The large doses of radiation necessary to treat cancer cannot be given at one time because of the severe side effects they would cause. On average, the course of treatment for radiation therapy takes 5 to 7 weeks. This allows your body to better tolerate the effects of the radiation.
Why must I remain alone during treatment?
If the radiation therapists stayed in the treatment room with every patient, they would be exposed to dangerous levels of radiation. Even though they are not in the treatment room, patients are constantly monitored by intercom and video camera. If you ever need assistance during your treatment, speak up. The radiation therapist can stop the treatment and attend to your needs.
Will I be able to have sex?
You may have sex if it is comfortable for you. You are not radioactive, and your partner is in no danger from the radiation treatments or the cancer. If you are a woman of childbearing age and have sex during treatment, you must use some type of birth control. Your doctor can help you decide what kind of birth control is best for you.

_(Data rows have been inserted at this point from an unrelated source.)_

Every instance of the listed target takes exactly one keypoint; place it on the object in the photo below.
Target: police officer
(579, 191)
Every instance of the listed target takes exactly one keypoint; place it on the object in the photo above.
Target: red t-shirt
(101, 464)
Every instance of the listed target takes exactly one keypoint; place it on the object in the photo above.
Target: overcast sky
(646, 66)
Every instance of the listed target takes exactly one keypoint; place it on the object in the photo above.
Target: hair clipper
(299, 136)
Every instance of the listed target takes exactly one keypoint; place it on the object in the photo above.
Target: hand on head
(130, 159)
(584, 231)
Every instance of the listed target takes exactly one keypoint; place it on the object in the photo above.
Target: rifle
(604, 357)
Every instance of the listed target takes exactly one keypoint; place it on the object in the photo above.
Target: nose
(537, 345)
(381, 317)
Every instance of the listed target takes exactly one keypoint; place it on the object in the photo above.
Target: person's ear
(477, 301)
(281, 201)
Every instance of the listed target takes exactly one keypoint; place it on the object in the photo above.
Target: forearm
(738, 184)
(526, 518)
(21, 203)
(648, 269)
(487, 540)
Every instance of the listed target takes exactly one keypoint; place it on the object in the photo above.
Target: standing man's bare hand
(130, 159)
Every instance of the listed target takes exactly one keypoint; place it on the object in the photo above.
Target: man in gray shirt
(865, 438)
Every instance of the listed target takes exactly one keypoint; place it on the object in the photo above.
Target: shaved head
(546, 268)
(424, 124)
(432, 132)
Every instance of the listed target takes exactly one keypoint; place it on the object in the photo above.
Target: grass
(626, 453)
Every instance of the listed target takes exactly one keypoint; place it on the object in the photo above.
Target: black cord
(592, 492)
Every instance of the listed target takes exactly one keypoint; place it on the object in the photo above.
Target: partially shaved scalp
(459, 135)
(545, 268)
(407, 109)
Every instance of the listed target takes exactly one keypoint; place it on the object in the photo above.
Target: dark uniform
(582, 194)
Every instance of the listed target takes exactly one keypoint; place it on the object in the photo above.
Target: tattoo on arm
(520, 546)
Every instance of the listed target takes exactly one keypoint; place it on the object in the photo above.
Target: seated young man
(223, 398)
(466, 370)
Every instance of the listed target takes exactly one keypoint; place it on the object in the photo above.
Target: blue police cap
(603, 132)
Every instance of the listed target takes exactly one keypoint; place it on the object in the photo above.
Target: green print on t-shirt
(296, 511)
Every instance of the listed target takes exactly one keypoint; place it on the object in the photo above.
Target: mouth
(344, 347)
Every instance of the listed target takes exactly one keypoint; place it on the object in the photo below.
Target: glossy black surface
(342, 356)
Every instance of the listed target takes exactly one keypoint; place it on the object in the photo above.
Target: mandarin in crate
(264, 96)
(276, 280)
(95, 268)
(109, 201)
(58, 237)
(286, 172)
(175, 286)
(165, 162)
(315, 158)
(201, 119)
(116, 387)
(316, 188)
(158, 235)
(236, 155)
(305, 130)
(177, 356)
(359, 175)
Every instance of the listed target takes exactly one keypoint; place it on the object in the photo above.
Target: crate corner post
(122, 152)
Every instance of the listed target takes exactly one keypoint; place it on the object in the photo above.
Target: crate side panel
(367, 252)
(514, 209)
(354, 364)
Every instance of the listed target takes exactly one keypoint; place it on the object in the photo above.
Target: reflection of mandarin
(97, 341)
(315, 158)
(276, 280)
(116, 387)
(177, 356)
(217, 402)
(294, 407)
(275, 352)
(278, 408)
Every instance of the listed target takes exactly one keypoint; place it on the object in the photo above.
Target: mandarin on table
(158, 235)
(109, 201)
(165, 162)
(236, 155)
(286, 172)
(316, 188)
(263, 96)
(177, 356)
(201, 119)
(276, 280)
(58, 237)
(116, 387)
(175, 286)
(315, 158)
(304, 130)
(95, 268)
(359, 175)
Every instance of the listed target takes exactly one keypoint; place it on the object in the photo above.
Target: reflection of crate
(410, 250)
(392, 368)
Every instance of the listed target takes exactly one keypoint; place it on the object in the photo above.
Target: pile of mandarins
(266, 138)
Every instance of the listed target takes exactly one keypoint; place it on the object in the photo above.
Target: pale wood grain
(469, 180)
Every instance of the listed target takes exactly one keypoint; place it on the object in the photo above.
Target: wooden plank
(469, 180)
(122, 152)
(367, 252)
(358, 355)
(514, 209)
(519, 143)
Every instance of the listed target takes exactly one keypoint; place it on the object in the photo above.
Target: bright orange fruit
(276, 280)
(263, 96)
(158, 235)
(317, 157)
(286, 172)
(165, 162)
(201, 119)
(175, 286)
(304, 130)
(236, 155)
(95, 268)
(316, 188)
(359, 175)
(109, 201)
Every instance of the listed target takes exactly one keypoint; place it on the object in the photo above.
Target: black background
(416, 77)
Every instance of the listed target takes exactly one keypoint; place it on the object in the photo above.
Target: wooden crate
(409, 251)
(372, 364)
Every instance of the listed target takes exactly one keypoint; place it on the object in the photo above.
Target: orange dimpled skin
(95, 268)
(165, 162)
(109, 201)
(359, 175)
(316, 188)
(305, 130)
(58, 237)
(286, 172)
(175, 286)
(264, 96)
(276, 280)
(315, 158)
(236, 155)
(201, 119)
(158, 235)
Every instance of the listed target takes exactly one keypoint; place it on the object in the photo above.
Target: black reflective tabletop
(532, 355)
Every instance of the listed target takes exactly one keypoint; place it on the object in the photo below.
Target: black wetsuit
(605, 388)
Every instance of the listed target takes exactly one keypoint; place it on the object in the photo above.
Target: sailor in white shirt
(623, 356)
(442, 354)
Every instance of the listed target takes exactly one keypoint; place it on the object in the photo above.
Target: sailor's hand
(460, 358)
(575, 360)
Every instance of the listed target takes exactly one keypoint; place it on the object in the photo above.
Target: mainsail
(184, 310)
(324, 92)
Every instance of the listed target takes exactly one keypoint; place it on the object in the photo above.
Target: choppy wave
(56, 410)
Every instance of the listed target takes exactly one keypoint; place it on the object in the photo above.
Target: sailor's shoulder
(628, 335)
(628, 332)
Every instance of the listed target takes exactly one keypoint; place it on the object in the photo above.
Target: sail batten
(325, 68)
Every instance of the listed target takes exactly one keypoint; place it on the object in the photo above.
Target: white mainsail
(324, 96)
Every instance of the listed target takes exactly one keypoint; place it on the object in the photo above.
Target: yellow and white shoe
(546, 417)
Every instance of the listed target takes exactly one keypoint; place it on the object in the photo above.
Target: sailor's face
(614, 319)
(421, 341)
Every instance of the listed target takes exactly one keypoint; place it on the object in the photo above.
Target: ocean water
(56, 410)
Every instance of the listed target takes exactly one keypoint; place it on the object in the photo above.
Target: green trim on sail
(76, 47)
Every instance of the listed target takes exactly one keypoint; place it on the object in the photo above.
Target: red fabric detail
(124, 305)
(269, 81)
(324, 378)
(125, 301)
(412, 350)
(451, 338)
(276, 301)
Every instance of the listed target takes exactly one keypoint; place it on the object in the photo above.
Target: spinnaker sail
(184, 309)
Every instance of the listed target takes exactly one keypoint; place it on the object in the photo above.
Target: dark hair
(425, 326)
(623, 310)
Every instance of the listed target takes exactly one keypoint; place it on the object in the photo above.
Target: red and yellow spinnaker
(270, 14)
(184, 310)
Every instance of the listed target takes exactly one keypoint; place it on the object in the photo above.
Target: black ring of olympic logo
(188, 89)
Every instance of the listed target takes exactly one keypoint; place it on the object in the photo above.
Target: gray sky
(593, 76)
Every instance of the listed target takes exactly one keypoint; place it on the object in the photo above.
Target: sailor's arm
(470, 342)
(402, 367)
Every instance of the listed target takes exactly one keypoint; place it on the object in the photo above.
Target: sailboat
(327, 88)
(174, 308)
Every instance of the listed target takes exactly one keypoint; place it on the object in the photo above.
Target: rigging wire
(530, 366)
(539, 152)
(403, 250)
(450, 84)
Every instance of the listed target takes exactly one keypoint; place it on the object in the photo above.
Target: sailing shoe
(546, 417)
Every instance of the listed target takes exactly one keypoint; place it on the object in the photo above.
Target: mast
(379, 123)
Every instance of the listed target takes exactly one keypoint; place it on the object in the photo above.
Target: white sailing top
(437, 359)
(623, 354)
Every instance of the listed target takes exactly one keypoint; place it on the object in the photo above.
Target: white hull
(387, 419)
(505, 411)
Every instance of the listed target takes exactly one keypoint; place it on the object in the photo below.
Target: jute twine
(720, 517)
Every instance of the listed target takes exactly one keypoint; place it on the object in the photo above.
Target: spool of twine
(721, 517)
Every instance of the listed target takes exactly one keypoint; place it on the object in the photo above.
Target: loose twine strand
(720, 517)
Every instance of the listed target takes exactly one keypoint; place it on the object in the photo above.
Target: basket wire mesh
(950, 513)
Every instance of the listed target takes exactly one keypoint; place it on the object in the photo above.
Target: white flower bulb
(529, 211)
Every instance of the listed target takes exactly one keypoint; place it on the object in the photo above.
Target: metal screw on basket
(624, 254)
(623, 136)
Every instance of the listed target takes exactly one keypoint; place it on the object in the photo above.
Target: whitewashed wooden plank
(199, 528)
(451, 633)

If you need to talk with someone about other sexual health concerns, you may schedule an appointment with a social worker.
What about my other medications?
Provide your doctor or radiation therapy nurse with a complete list of prescription or over-the-counter medicines you are currently taking. He or she will review your current medications, which usually can be continued throughout your treatment. Your primary care doctor will still prescribe any medications you are taking for problems other than cancer.